Screening of lung cancer in India is associated with several challenges, such as (1) overall expenses and poor infrastructure limiting the availability of diagnostic modalities in remote areas, (2) difficulty in developing an effective lung cancer screening program, and (3) smoking cessation education and individualized screening in high-risk cases to reduce mortality. Hence, before the actual implementation of a screening protocol in practice, a pilot project is recommended in the Indian scenario. Moreover, an affordable strategy should be vital to attain the goal.[40]

Diagnosis

Importance of molecular diagnosis on lung cancer management

Molecular testing has gained importance as several biomarkers are being targeted to provide more individualized treatment to lung cancer patients.[23] Diagnosis of lung cancer has shown a paradigm shift from traditional morphology-based diagnosis to molecular diagnosis. The important molecular subtypes are EGFR, ALK, ROS1, B-RAF, MET, Her2/neu, and RET mutations.[23]
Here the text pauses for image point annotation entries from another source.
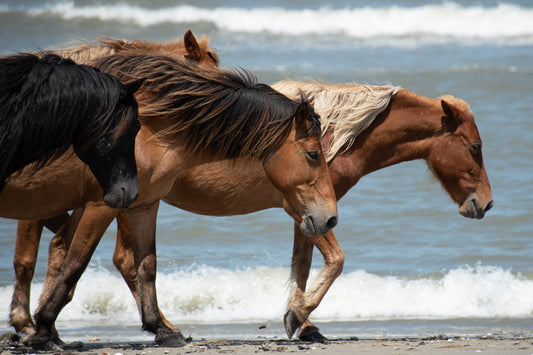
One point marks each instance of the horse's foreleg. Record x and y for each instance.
(303, 303)
(142, 227)
(302, 256)
(58, 249)
(26, 249)
(92, 225)
(124, 262)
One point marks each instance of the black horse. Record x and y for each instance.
(49, 103)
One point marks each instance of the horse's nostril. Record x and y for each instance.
(332, 222)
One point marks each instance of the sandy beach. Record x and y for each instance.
(516, 345)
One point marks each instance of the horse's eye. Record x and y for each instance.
(313, 155)
(475, 148)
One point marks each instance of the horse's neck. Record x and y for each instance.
(403, 132)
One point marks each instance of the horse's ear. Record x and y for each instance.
(450, 121)
(133, 86)
(301, 117)
(192, 47)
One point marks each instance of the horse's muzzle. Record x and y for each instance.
(473, 207)
(313, 225)
(122, 195)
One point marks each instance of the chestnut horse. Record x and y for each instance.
(48, 104)
(190, 117)
(365, 129)
(197, 51)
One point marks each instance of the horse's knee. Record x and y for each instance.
(336, 263)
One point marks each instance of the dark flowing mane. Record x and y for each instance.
(47, 104)
(224, 112)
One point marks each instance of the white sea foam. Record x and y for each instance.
(210, 295)
(426, 22)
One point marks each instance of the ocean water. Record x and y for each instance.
(413, 266)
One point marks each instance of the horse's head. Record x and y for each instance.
(299, 170)
(457, 161)
(199, 52)
(111, 157)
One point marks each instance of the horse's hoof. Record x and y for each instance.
(73, 345)
(9, 338)
(312, 334)
(43, 344)
(291, 322)
(171, 339)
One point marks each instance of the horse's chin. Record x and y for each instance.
(472, 207)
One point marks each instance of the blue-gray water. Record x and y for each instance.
(413, 264)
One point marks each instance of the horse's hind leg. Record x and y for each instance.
(26, 250)
(302, 303)
(124, 262)
(142, 224)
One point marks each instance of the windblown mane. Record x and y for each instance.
(47, 104)
(107, 46)
(345, 110)
(225, 112)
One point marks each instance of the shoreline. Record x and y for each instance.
(516, 345)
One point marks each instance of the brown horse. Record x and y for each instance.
(196, 51)
(365, 129)
(190, 117)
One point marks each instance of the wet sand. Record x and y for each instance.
(515, 345)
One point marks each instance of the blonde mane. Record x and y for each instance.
(345, 110)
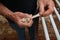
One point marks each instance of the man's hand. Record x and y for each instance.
(45, 7)
(17, 16)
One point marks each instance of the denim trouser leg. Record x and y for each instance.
(21, 31)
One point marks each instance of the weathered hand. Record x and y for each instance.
(45, 7)
(19, 16)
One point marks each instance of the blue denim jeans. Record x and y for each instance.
(21, 31)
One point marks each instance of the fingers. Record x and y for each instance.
(26, 24)
(41, 9)
(50, 9)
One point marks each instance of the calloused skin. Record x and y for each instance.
(16, 16)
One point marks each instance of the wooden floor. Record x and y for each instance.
(7, 33)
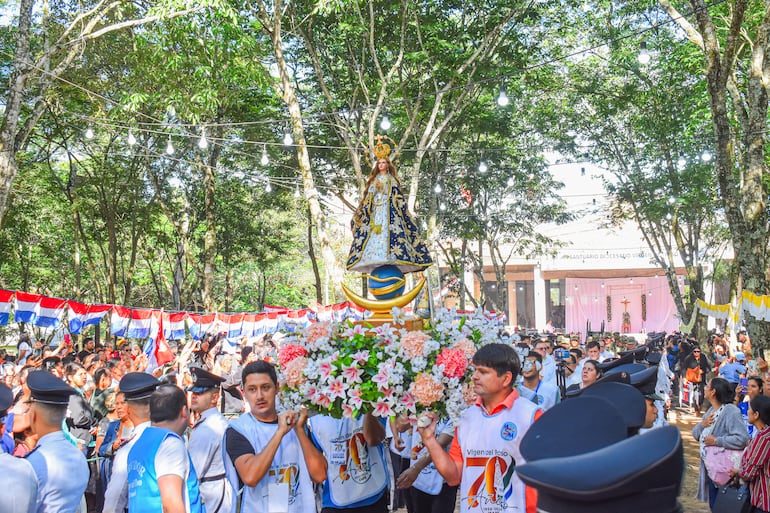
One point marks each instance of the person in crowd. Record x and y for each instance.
(721, 426)
(271, 454)
(137, 387)
(61, 469)
(357, 474)
(755, 463)
(205, 443)
(102, 388)
(542, 346)
(734, 369)
(545, 395)
(428, 492)
(496, 423)
(589, 375)
(696, 367)
(19, 477)
(114, 429)
(161, 476)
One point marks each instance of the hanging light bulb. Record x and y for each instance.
(644, 55)
(681, 162)
(385, 123)
(502, 98)
(203, 143)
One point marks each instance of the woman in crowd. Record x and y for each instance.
(696, 367)
(112, 435)
(589, 375)
(755, 463)
(721, 426)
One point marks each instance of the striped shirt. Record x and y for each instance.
(755, 468)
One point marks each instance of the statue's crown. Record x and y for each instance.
(381, 148)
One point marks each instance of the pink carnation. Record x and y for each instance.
(413, 343)
(427, 390)
(289, 352)
(454, 361)
(292, 371)
(466, 346)
(316, 331)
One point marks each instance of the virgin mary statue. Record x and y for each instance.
(383, 231)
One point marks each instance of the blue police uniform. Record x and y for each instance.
(143, 490)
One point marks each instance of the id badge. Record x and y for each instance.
(278, 497)
(339, 453)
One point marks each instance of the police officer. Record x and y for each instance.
(205, 445)
(137, 387)
(61, 469)
(18, 474)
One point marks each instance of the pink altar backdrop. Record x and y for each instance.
(589, 302)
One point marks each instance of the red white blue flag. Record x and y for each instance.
(42, 311)
(81, 315)
(6, 298)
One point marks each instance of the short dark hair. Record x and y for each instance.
(500, 357)
(723, 390)
(761, 404)
(535, 355)
(260, 367)
(166, 403)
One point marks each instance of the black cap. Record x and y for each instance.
(626, 399)
(593, 423)
(636, 475)
(204, 380)
(138, 385)
(645, 382)
(6, 398)
(46, 388)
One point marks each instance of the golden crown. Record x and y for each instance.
(382, 148)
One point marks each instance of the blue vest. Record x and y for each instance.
(143, 491)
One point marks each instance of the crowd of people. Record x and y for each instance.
(91, 430)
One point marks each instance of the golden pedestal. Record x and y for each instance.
(409, 324)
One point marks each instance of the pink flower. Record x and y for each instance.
(323, 401)
(466, 346)
(325, 369)
(382, 409)
(413, 343)
(289, 352)
(426, 389)
(336, 388)
(454, 361)
(352, 374)
(361, 357)
(316, 331)
(292, 371)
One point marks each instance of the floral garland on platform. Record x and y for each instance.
(345, 370)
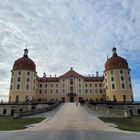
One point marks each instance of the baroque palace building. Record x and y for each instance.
(114, 85)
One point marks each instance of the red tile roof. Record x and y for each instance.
(71, 73)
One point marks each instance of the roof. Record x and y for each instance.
(48, 79)
(116, 62)
(71, 73)
(94, 79)
(24, 63)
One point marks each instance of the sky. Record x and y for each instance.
(69, 33)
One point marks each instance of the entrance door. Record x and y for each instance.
(71, 99)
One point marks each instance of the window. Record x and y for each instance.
(56, 91)
(12, 80)
(113, 86)
(27, 87)
(26, 98)
(18, 86)
(121, 71)
(63, 91)
(112, 79)
(11, 87)
(63, 85)
(33, 88)
(122, 78)
(51, 85)
(18, 79)
(51, 91)
(19, 73)
(90, 91)
(4, 111)
(28, 80)
(17, 98)
(28, 73)
(130, 86)
(96, 91)
(123, 86)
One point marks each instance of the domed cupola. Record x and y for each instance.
(24, 63)
(116, 62)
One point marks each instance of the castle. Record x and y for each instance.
(114, 85)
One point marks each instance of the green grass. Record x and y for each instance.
(129, 124)
(8, 123)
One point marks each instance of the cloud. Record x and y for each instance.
(61, 34)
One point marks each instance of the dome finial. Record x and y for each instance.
(114, 51)
(26, 51)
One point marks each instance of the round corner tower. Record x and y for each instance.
(118, 79)
(23, 79)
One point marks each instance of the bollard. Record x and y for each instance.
(16, 115)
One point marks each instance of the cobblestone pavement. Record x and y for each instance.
(70, 116)
(70, 122)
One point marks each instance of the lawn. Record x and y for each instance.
(129, 124)
(8, 123)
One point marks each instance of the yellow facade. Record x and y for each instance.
(26, 85)
(122, 90)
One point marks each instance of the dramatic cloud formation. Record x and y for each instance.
(65, 33)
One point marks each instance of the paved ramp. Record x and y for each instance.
(71, 117)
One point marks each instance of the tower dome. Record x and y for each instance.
(24, 63)
(116, 62)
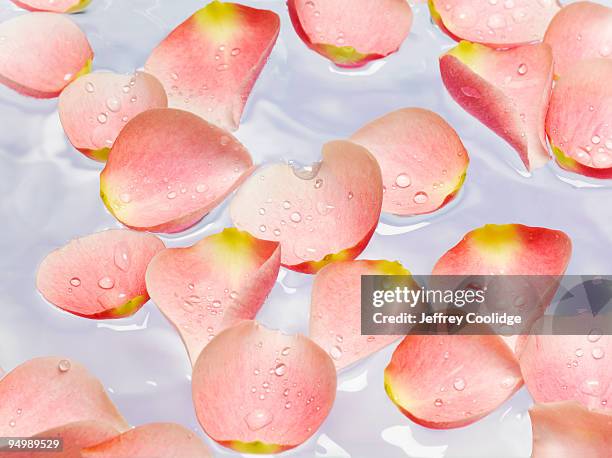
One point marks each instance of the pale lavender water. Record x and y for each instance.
(49, 195)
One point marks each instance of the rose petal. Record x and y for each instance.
(154, 440)
(568, 429)
(46, 393)
(502, 24)
(422, 159)
(449, 381)
(508, 91)
(220, 281)
(560, 367)
(101, 275)
(578, 120)
(168, 168)
(74, 437)
(321, 215)
(41, 53)
(260, 391)
(579, 31)
(94, 108)
(54, 6)
(335, 310)
(509, 249)
(210, 62)
(351, 33)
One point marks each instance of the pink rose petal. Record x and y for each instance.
(260, 391)
(449, 381)
(321, 215)
(168, 168)
(581, 30)
(41, 53)
(508, 91)
(74, 437)
(94, 108)
(578, 120)
(54, 6)
(559, 368)
(422, 159)
(567, 429)
(351, 33)
(335, 310)
(101, 275)
(154, 440)
(220, 281)
(210, 62)
(500, 24)
(509, 249)
(47, 393)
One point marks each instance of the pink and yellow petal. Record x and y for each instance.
(261, 391)
(499, 25)
(41, 53)
(47, 393)
(450, 381)
(153, 440)
(351, 33)
(508, 91)
(210, 63)
(422, 160)
(320, 215)
(101, 275)
(168, 168)
(218, 282)
(95, 107)
(335, 310)
(561, 367)
(578, 117)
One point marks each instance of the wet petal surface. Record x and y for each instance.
(54, 6)
(568, 429)
(449, 381)
(319, 214)
(46, 393)
(41, 53)
(581, 30)
(210, 62)
(422, 160)
(260, 391)
(94, 108)
(335, 310)
(501, 24)
(154, 440)
(218, 282)
(101, 275)
(508, 91)
(351, 33)
(168, 168)
(578, 120)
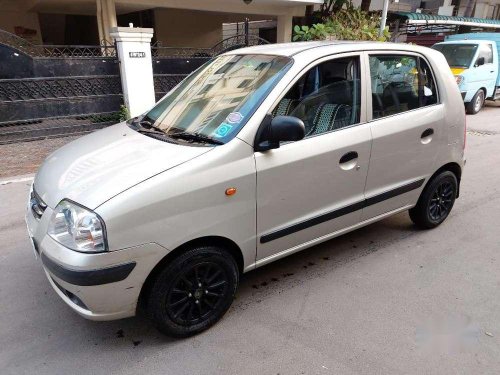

Around half a decade back, tissue biopsy was a gold standard for molecular profiling of tumor. It played a vital role in decision making with regard to treating patients with advanced NSCLC.[41] However, a major challenge with tissue biopsy was the nonavailability or insufficiency of tumor tissue for further detection of gene variations.[25],[26] In addition, rebiopsy in patients resistant to targeted therapy is more challenging, primarily because of clinically suboptimal condition of the patient.[5],[41],[42] A recently introduced noninvasive liquid biopsy technique could be utilized in such cases. It has several advantages over tissue biopsy, including easy accessibility and good repeatability[5],[43] and is increasingly used nowadays for molecular profiling of tumor and monitoring drug resistance.[5]

The U.S. Food and Drug Administration (USFDA) and the European Medical Association (EMA) have approved the use of liquid biopsy.[44] They have also published guidelines and recommendations for use of these modalities in detection of different driver mutations in lung cancers such as EGFR, to aid in adequate monitoring and appropriate use of targeted/immune therapies for NSCLC patients with driver mutations.[44] Many renowned Indian oncologists have also published consensus recommendations for using liquid biopsies in Indian scenario.[43]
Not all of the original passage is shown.